La Commissione europea apre un nuovo fronte contro il colosso di Mountain View per l’uso dei contenuti online nella formazione delle tecnologie di intelligenza artificiale
di Redazione
Bruxelles (EN24) – Ancora una volta, le Big Tech sono sotto i riflettori di Bruxelles. Questa volta, l’attenzione si concentra su Google, accusata di aver violato le norme antitrust dell’Unione Europea nell’utilizzo dei contenuti editoriali e creativi per addestrare le sue tecnologie di intelligenza artificiale, tra cui Gemini AI, il chatbot rivale di ChatGPT. La Commissione europea ha avviato un’indagine approfondita per verificare se il gigante tecnologico abbia adottato pratiche sleali, favorendo il proprio sviluppo di servizi AI a discapito di concorrenti e editori.
Secondo le autorità europee, Google potrebbe aver imposto condizioni discriminatorie agli editori e ai creatori di contenuti, ottenendo un accesso privilegiato ai materiali caricati su piattaforme come YouTube e sui siti web, senza offrire loro un’adeguata compensazione economica o il diritto di rifiutare l’utilizzo dei propri contenuti. Questo comportamento, si sostiene, avrebbe permesso al colosso di Mountain View di alimentare i propri servizi di intelligenza artificiale, generando risposte e contenuti senza rispettare i principi di equità e concorrenza leale.
In particolare, la Commissione teme che questa asimmetria possa penalizzare gli sviluppatori di modelli rivali e alterare il mercato dell’AI, dando un vantaggio sproporzionato a Google. La preoccupazione riguarda anche l’uso di contenuti caricati su YouTube: i regolatori vogliono capire se i video degli utenti siano stati sfruttati per addestrare modelli generativi di proprietà di Big G, ancora senza un’adeguata remunerazione o meccanismi di opt-out per gli autori.
L’indagine evidenzia un problema di fondo: l’enorme quantità di dati, spesso generati da giornalisti, creator e utenti, che alimentano le tecnologie di intelligenza artificiale senza il consenso né una giusta ricompensa. La Commissione si interroga su come Google stia “insegnando” a Gemini e altri sistemi AI, utilizzando contenuti di proprietà di terzi, molto spesso senza che questi ultimi ne siano consapevoli o abbiano dato il permesso.
Questa dinamica sta mettendo a dura prova i modelli di business dei creatori di contenuti, che si trovano a vedere il proprio lavoro sfruttato per alimentare strumenti che potrebbero minacciare la loro stessa esistenza online, in un patto di fiducia e collaborazione ormai compromesso.
Google ha risposto all’indagine con una nota ufficiale, sottolineando che “questa azione rischia di ostacolare l’innovazione” e che “gli europei meritano di beneficiare delle tecnologie più avanzate”. La società ha affermato che continuerà a collaborare con le autorità e a lavorare con il settore dell’informazione e della creatività per accompagnare la transizione verso l’era dell’intelligenza artificiale.
D’altra parte, le autorità europee evidenziano che il punto centrale non riguarda solo la tecnologia, ma soprattutto le modalità con cui gli algoritmi vengono istruiti.
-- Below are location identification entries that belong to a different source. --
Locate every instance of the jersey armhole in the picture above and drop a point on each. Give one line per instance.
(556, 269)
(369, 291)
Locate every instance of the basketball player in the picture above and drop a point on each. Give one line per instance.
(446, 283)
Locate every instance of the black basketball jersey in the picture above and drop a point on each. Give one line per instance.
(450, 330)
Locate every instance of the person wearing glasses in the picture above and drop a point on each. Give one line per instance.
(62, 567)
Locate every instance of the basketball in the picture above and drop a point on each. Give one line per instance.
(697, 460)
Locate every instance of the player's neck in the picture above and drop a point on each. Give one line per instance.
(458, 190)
La questione riguarda il fatto che, dietro ai grandi progetti di AI come quelli di Google, OpenAI e altri, ci sia una montagna di dati e contenuti – spesso senza consenso – che alimentano risposte e servizi, rischiando di compromettere il rapporto di fiducia tra creatori e piattaforme.
L’indagine di Bruxelles si inserisce in un quadro più ampio di sfide alle grandi aziende tecnologiche statunitensi. A settembre, la Commissione europea aveva già multato Google di quasi 3 miliardi di euro per pratiche discriminatorie nel settore pubblicitario digitale, mentre recentemente X, la società di Elon Musk, è stata multata di 120 milioni di euro per violazioni sui contenuti online.
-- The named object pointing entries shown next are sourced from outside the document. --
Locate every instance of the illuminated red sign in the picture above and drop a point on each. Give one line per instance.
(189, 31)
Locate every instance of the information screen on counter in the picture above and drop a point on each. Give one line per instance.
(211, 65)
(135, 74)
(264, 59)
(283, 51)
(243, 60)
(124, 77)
L’intera vicenda dell’IA formata con dati presi in modo discutibile rappresenta una sfida globale, che mette in discussione i modelli di business e i principi etici alla base dei sistemi di intelligenza artificiale. La questione centrale riguarda i dati: se una tecnologia come Gemini può fornire risposte affidabili, lo deve a contenuti di terzi, spesso senza il loro consenso e senza un’adeguata ricompensa, rischiando di sconvolgere il delicato equilibrio di Internet e del mondo digitale.